Mexico and the USMCA: A solution to supply chain challenges

April 6, 2022
Mexico and the USMCA: A solution to supply chain challenges

Submitted by: Gloria Garcia, Global BMT, Iowa Representative in Latin America

The supply chain disruption caused by the start of the COVID-19 pandemic showcased the unreliability of current inventory management systems in times of crisis and highlighted the need to improve supply chain visibility. It also exposed the importance of diversifying North America´s supply chains.

While agriculture and farm-based exports are a cornerstone of Iowa´s economy, machinery, food, chemicals, and transportation equipment exports are also key economic drivers in the state. As such, the importance of a reliable and diversified supply chain cannot be overstated.

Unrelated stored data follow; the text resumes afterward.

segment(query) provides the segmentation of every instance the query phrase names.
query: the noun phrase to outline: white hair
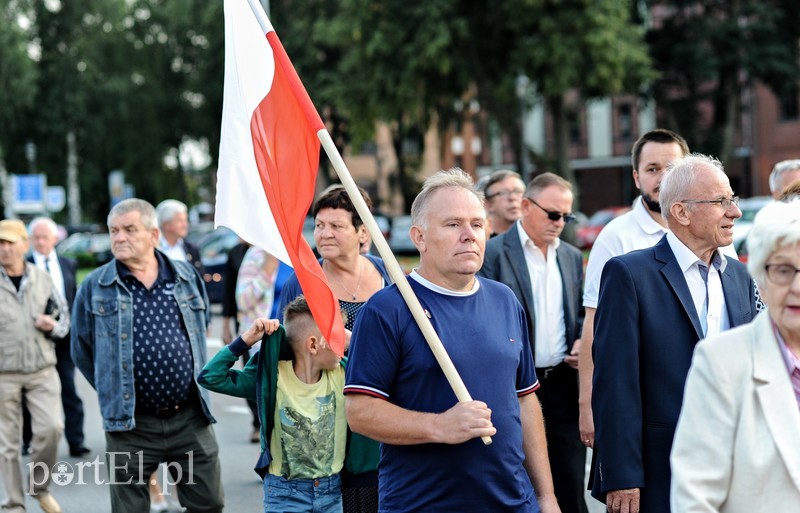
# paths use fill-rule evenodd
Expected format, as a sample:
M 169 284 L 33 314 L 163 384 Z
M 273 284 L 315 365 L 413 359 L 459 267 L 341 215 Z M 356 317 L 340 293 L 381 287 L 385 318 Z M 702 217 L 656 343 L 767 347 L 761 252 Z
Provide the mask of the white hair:
M 703 155 L 702 153 L 692 153 L 680 158 L 670 164 L 664 178 L 661 180 L 661 191 L 658 193 L 658 201 L 661 204 L 661 215 L 669 222 L 670 209 L 675 203 L 689 198 L 692 192 L 692 185 L 697 179 L 697 175 L 704 167 L 711 166 L 725 173 L 722 163 L 714 157 Z
M 178 214 L 185 214 L 188 212 L 186 203 L 182 201 L 167 199 L 162 201 L 156 207 L 156 217 L 158 218 L 158 226 L 164 226 L 164 223 L 171 220 Z
M 800 200 L 775 201 L 756 214 L 747 234 L 747 270 L 758 286 L 767 284 L 767 260 L 782 247 L 800 242 Z
M 50 230 L 50 233 L 53 234 L 54 237 L 58 237 L 58 225 L 56 225 L 55 221 L 50 219 L 49 217 L 36 217 L 34 218 L 30 224 L 28 225 L 28 234 L 31 236 L 33 235 L 33 231 L 39 225 L 47 226 Z
M 783 188 L 778 187 L 781 175 L 789 171 L 794 171 L 795 169 L 800 169 L 800 159 L 782 160 L 775 164 L 775 167 L 772 168 L 772 172 L 769 174 L 769 192 L 772 194 L 781 192 Z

Supply chain resilience is more important than ever, and Mexico can pose as a solution to overstressed global chains. The country´s geographical location and 14 free trade agreements signed with 50 countries provides access to various markets. This offers businesses the possibility of generating a comprehensive business continuity plan and improve supply chain performance.

Not only is Mexico a key export destination for Iowa products, but it is also the gateway to markets, such as Latin America. Furthermore, the introduction of the United States–Mexico–Canada Agreement (USMCA) in 2020 set provisions that ensures continued North American competitiveness, reinforced the region´s supply chain and encouraged further economic integration.

While it is true that a lot of the regulations in USMCA are very product-specific, the agreement also introduced important rules of origin requirements and encourages visibility of supplier networks. This will afford businesses further access to tariff free trade and streamlining benefits, such as border processing and licensing requirements. Additionally, the U.S.-Mexico supply chain poses fewer risks due to shorter transit times between both countries, and Mexico´s robust logistics infrastructure and availability of labor force allows companies the opportunity to maintain smaller inventories and reduce storage costs.

Mexico’s location can mean reduced shipping costs and times due to the country´s proximity to the U.S., as well as lower taxes and duties. The Manzanillo and Veracruz ports can be especially advantageous, as the first is typically where goods destined for countries such as Guatemala, Colombia, China (with a transit range between 18 and 25 days), Japan, India, Singapore and Malaysia leave from, while the second connects with the main ports in Europe, the United States, Latin America and Asia through the Panama Canal.

The USMCA presents an opportunity for its three members to consolidate the region’s productive force, capital and expertise to develop a more sustainable North American economy in the face of the setback caused by the pandemic and foreign competition. In short, the USMCA strengthens the existing framework in North America to consolidate and expand resilient supply chains for Iowa products.